A controversial merger between two University of London colleges is to take place after the governing body of the School of Pharmacy approved a plan to become part of University College London from the beginning of 2012.
The school, which has a history stretching back to 1842, will merge with its much larger neighbour after “a long and thorough consultation and development process”, according to a statement from the institution.
Anthony Smith, dean of the school, said he was delighted that the council - which was split 12 votes to eight - had reached the decision “in an era when higher education is facing the most severe challenges we have ever known in the UK”.
“As part of UCL, the school will be able to invest in and develop its research, provide the best possible teaching and wider experience for students, and become a part of one of the world’s most prestigious institutions,” he said.
The chair of the school’s governing council, Liberal Democrat peer Lord Clement-Jones, said: “We are delighted to have reached a carefully reasoned and researched decision about our future, in which all those involved have been consulted at every stage.”

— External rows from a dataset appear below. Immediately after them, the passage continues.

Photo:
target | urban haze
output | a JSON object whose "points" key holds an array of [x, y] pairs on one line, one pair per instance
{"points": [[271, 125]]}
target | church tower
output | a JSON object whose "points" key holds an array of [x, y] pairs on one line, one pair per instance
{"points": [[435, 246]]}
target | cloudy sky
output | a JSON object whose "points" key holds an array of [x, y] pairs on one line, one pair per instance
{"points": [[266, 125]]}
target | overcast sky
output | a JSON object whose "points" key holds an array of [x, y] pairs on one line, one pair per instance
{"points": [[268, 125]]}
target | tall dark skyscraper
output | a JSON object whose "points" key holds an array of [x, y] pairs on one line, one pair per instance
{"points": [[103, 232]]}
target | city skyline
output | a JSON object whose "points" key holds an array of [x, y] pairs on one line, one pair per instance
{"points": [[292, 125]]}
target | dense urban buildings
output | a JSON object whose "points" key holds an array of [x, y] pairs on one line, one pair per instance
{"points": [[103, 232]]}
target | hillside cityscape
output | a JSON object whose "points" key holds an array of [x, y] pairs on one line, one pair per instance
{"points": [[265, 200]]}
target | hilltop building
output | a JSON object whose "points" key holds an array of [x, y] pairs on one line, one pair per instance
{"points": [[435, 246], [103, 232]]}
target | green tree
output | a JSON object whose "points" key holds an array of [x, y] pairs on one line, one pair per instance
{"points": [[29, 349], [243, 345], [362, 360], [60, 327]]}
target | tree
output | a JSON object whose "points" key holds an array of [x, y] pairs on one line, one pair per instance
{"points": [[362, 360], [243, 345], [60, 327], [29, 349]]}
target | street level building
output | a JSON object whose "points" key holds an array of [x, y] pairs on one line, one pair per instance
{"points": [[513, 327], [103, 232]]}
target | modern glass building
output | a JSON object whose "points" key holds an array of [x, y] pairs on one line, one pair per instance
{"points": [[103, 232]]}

The decision comes despite past opposition from a number of academics, who have run a campaign against the plans for many months.
A survey of 97 members of staff – just under half of those working at the institution - carried out by the Saving Our School campaign last year showed that 85 per cent of those who voted were against the proposal.
A council consultation of 124 staff members also found a small majority (52 per cent) in favour of independence with 37 per cent preferring merger.
Ijeoma Uchegbu, professor of pharmaceutical nanoscience and branch secretary for the University and College Union, said the decision was “puzzling” given the available evidence that there was no “financial driver” for such a merger.
“The uncertain higher education funding environment has led university managers to lose confidence in their institutions' ability to thrive,” she said.
“Staff and stakeholders were not convinced by management's assertion that a merger with UCL would automatically result in the School of Pharmacy achieving an elevated status. Concerns about the school having to support less popular courses and of the school losing its identity persist.”